Saturday, June 27, 2009

Aircraft carrier trivia


I chose to put a ship picture in the blog today because I ran into a new site that has some pictures of ships at the time, or close to it, that I was either on them or saw them. This is my ship, the FDR and was taken a few months after I got off in the fall of 1965. The FDR made a WestPac cruise in 1966, the only one she made during the Vietnam War. This picture comes from her WestPac cruise. She was an east coast carrier and spent years in the Mediterranean Sea, which is where I rode her in 1964 and 1965.

She had two sister ships, Midway and Coral Sea, which meant that when it came time to strip one ship to keep the other two going (after 30 years of service) the Navy stripped FDR and sold her for scrap in 1977. It kept the other two going for 15 more years.

There was speculation as to which of the three were the best even when I was on board. FDR was built at Brooklyn Navy Yard (technically New York Naval Shipyard) during WWII and they had a terrible reputation. The other two were built at Newport News, VA which had a stellar reputation. That is important because when they put ships in dry dock and do extensive maintenance on them, they tend to go to their "home yard." Reputation has to do with capability to do certain things well (or not) and, of course quality of workmanship. Although, I have to say, FDR underwent a major conversion in 1956 in Bremmerton Naval Ship Yard in WA. However, she just came out of NYNS after almost a year when I went on board in late 1963.

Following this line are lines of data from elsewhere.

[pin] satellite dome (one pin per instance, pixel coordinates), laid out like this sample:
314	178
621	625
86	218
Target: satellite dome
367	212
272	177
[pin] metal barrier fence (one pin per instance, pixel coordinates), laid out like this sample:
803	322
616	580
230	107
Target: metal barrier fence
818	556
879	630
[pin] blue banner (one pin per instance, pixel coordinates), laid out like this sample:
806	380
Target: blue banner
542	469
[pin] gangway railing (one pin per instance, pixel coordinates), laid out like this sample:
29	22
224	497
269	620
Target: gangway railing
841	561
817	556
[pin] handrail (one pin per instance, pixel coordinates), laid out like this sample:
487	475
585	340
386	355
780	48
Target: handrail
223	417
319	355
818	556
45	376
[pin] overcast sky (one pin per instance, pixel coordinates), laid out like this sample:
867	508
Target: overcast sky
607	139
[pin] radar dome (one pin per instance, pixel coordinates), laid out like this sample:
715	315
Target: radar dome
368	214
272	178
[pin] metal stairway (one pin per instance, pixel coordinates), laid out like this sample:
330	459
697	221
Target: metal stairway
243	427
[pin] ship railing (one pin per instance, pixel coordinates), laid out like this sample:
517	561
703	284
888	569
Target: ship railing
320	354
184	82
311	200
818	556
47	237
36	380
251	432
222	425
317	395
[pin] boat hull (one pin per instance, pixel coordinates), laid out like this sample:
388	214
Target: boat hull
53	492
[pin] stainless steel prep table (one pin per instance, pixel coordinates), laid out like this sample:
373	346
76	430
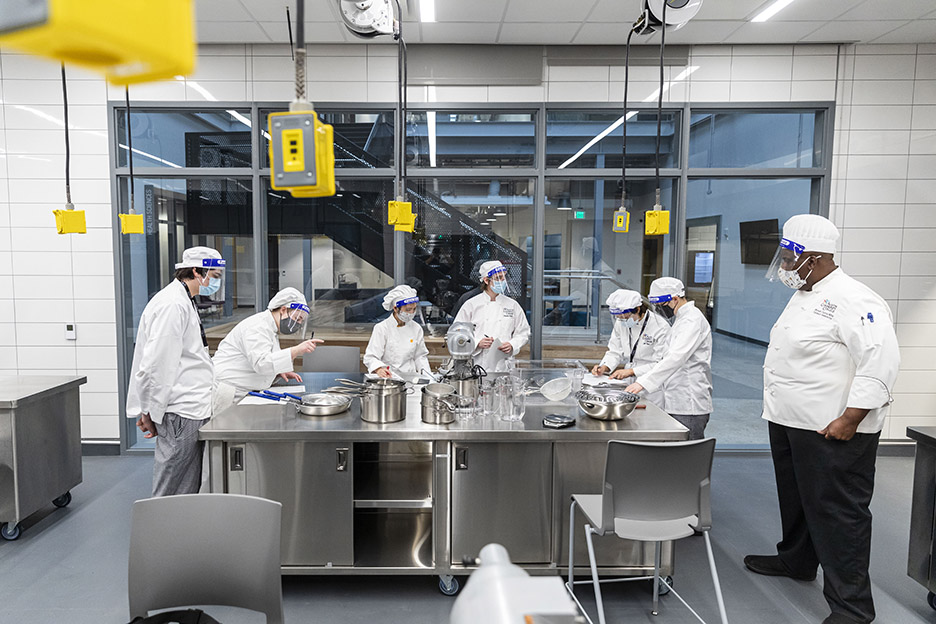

If you notice in the picture there is a curl of smoke coming out of the stacks. We always had trouble with smoke. Smoke is bad for a carrier because when planes land the smoke trails the ship and it makes it difficult for the pilot to see. "Smoke in the groove" was a common complaint we would get from the bridge. We put a "smoke watch" up near the stacks to tell us when it happened and which boiler (discernible from the stack...there were 12 of them) was causing the problem. "Two-charlie, clear your stack, you're smoking black," is how the smoke watch might report it. (There were three boilers for each engine, A, B, C and they used the phonetic alphabet.) Of course, the only carriers today are nuclear powered and they do not smoke!

I mention all this because, if the pilots do not like flying on the ship that creates obstacles for safe flying, you can imagine the reputation the ship gets.

The smoke was caused by our air intake fans (blowers) not being strong enough to make sure the air/fuel mixture was proper. We burned up the bearings of our "forced draft blowers" many times in the two years I was on board FDR. The boiler room had a periscope-like apparatus in the exhaust, but it was hard to tell when there was just a little smoke. So among other things, BNSY got the blame for our smoke problem.

I suspect smoking and the fact that we had one boiler that had been flooded with sea water and never did work well after that meant the early demise of FDR as compared to Midway (now in San Diego as a museum) and Coral Sea (scrapped in the late 1980s to keep Midway going.

There is a bit of aircraft carrier trivia for you.